Atropine is a reasonable initial treatment option, but it typically does not reverse the effects of CCB poisoning. Glucagon may be administered as a bolus of 5 to 10 mg IV, with close monitoring for nausea and vomiting; patients may receive antiemetics as a pre-medication to mitigate these adverse effects. In cases where patients are refractory to these interventions, healthcare providers should consider initiating vasopressor therapy using IV norepinephrine or push-dose phenylephrine while simultaneously preparing hyperinsulinemia/euglycemia (HIE) therapy. HIE increases cardiac contractility through enhanced glucose transport into myocardial cells, thereby correcting hypo-insulinemia. A bolus of insulin of 1 unit/kg should be administered, followed by an infusion of 1 to 10 units/kg/h.[19][20] The patient's glucose levels should be monitored for hypoglycemia initially every 10 minutes and then every 30 to 60 minutes to maintain glucose levels between 100 and 200 mg/dL. To sustain these levels, healthcare providers should utilize a concurrent dextrose infusion as needed. If the initial glucose is less than 200 mg/dL, a bolus dose of glucose should be administered to patients, and their glucose and potassium levels should be closely monitored. IV lipid emulsion therapy lacks clear evidence for efficacy but may be considered if all other interventions fail. A bolus of IV lipid emulsion 20% at a dose of 1.5 mL/kg should be administered, repeated if necessary, followed by an infusion of 0.25 to 0.5 mL/kg/min for 1 hour. Reports suggest that methylene blue, particularly in amlodipine overdose patients, may be effective in managing vasodilatory shock.[21] Phosphodiesterase inhibitors represent another option in CCB therapy; they increase cardiac output by inhibiting the breakdown of cAMP. In cases refractory to the aforementioned interventions, extracorporeal membrane oxygenation has succeeded as it sustains perfusion to vital organs and continues hepatic metabolism.
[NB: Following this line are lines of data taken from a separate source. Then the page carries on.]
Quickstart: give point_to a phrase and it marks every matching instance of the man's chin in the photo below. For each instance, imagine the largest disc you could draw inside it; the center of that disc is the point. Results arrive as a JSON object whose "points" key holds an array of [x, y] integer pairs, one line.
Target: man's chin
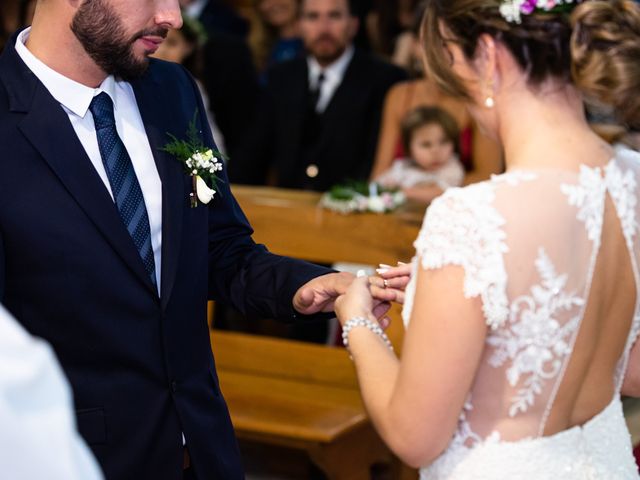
{"points": [[325, 57], [133, 71]]}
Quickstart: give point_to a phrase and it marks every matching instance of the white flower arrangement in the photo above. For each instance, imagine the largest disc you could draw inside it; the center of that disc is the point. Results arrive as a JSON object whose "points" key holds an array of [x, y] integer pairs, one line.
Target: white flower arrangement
{"points": [[361, 197], [200, 162], [512, 10]]}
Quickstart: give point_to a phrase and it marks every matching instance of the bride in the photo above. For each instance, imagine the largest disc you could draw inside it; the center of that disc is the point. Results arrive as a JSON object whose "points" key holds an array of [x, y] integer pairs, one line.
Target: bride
{"points": [[523, 306]]}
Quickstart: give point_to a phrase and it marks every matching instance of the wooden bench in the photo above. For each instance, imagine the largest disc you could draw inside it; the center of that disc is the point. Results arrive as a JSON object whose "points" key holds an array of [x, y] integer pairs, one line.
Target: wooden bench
{"points": [[301, 396]]}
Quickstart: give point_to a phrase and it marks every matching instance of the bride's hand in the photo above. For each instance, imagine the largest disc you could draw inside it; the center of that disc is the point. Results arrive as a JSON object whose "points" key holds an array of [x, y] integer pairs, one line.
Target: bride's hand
{"points": [[358, 301], [392, 279]]}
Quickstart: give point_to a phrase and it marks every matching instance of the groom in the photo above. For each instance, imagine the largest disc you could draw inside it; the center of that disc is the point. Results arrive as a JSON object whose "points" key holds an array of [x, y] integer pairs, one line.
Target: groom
{"points": [[100, 251]]}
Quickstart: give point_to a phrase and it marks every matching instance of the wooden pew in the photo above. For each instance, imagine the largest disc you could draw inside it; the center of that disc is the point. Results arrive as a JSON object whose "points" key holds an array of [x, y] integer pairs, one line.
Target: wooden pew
{"points": [[301, 396]]}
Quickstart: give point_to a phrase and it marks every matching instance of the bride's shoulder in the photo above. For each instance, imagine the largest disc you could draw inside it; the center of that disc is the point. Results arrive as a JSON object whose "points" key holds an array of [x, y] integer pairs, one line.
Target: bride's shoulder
{"points": [[481, 194]]}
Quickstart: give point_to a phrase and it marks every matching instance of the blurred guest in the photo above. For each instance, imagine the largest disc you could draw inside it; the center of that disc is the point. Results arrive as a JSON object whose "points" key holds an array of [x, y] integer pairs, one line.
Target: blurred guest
{"points": [[430, 137], [38, 438], [480, 156], [387, 23], [276, 37], [184, 46], [217, 16], [320, 116], [231, 82]]}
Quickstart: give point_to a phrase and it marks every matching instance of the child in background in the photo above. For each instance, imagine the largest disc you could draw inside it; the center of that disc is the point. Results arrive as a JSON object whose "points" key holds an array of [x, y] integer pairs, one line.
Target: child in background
{"points": [[430, 135]]}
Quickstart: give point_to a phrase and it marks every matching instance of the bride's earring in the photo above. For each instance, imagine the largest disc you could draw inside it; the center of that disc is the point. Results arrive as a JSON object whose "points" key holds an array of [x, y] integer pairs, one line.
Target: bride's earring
{"points": [[489, 102]]}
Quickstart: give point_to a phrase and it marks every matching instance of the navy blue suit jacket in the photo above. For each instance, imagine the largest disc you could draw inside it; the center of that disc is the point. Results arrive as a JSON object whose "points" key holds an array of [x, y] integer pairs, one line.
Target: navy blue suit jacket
{"points": [[140, 365]]}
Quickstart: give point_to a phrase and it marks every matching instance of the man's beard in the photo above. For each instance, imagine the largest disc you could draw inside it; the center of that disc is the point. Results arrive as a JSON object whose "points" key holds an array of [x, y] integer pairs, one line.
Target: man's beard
{"points": [[103, 37], [330, 55]]}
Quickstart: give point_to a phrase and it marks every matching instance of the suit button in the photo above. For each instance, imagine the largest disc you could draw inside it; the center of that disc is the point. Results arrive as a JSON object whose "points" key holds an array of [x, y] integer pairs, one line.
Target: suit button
{"points": [[312, 171]]}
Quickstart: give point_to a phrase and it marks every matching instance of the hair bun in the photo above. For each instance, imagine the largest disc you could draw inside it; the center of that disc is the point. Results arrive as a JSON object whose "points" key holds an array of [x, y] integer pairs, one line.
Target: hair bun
{"points": [[605, 50]]}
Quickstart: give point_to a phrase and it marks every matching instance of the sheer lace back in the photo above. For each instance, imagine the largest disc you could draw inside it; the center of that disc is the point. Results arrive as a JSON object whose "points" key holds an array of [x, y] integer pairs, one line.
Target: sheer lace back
{"points": [[530, 244]]}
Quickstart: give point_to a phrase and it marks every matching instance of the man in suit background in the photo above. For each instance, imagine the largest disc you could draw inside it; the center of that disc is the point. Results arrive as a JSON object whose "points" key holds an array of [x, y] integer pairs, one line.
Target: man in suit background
{"points": [[101, 252], [320, 116]]}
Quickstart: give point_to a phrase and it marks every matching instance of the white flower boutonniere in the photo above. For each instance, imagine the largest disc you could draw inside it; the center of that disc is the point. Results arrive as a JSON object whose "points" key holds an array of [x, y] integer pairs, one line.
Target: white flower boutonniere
{"points": [[199, 161]]}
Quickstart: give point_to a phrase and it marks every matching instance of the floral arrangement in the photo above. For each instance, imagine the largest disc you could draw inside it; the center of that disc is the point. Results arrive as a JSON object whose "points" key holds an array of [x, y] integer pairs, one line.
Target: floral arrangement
{"points": [[511, 10], [199, 161], [361, 197]]}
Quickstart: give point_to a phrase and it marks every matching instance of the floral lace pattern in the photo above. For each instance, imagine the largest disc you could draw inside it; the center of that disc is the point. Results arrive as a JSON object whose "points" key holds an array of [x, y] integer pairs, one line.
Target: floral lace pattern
{"points": [[534, 292], [622, 187], [462, 228], [534, 341], [588, 196]]}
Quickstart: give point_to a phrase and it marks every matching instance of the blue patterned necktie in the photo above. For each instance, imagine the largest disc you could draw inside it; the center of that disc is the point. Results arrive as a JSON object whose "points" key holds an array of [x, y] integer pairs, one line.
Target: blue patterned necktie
{"points": [[124, 183]]}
Healthcare providers responsible for prescribing, administering, or dispensing CCBs should thoroughly understand their indications, interactions, and potential adverse effects. Patients receiving CCBs are at risk of experiencing hypotension and bradycardia, which could pose life-threatening risks and necessitate immediate attention. Close monitoring of patients throughout their treatment course is imperative. Any symptomatic patients manifesting hypotension or bradycardia should be promptly transported to the emergency department. Medication administration should be suspended for asymptomatic patients, and consideration should be given to dosage adjustments or alternative medications. Nurses in intensive care settings should be proficient in managing hypotension and bradycardia. Due to the adverse event profile and the numerous interactions associated with CCBs, optimal therapeutic outcomes and prevention of adverse events necessitate the involvement of an interprofessional healthcare team. This team comprises physicians, advanced practice practitioners, nursing staff, and pharmacists collaborating to coordinate actions, maintain open communication, and uphold meticulous record-keeping. They strive to achieve the best patient outcomes with CCB therapy by working together.